Realizing intrinsic excitonic insulator by decoupling exciton binding energy from the minimum band gap

TL;DR

This paper proposes a new principle to realize intrinsic excitonic insulators by decoupling exciton binding energy from the band gap in direct-gap materials, supported by first-principles calculations on 2D GaAs and TiS3.

Contribution

It introduces a novel approach to achieve excitonic insulators by exploiting parity of band-edge states, overcoming previous limitations.

Findings

Decoupling of exciton binding energy from band gap demonstrated in 2D materials.

First-principles calculations support the feasibility of the new principle.

Potential pathway for realizing intrinsic excitonic insulators in direct-gap materials.

Abstract

Direct-gap materials hold promises for excitonic insulator.

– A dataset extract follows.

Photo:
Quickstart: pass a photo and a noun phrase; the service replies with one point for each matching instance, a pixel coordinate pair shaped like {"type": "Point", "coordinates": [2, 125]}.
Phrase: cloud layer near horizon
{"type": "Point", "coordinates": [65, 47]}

In contrast to indirect-gap materials, here the difficulty to distinguish from a Peierls charge density wave is circumvented. However, direct-gap materials still suffer from the divergence of polarizability when the band gap approaches zero, leading to diminishing exciton binding energy. We propose that one can decouple the exciton binding energy from the band gap in materials where band-edge states have the same parity. First-principles calculations of two-dimensional GaAs and experimentally mechanically exfoliated single-layer TiS 3 lend solid supports to the new principle.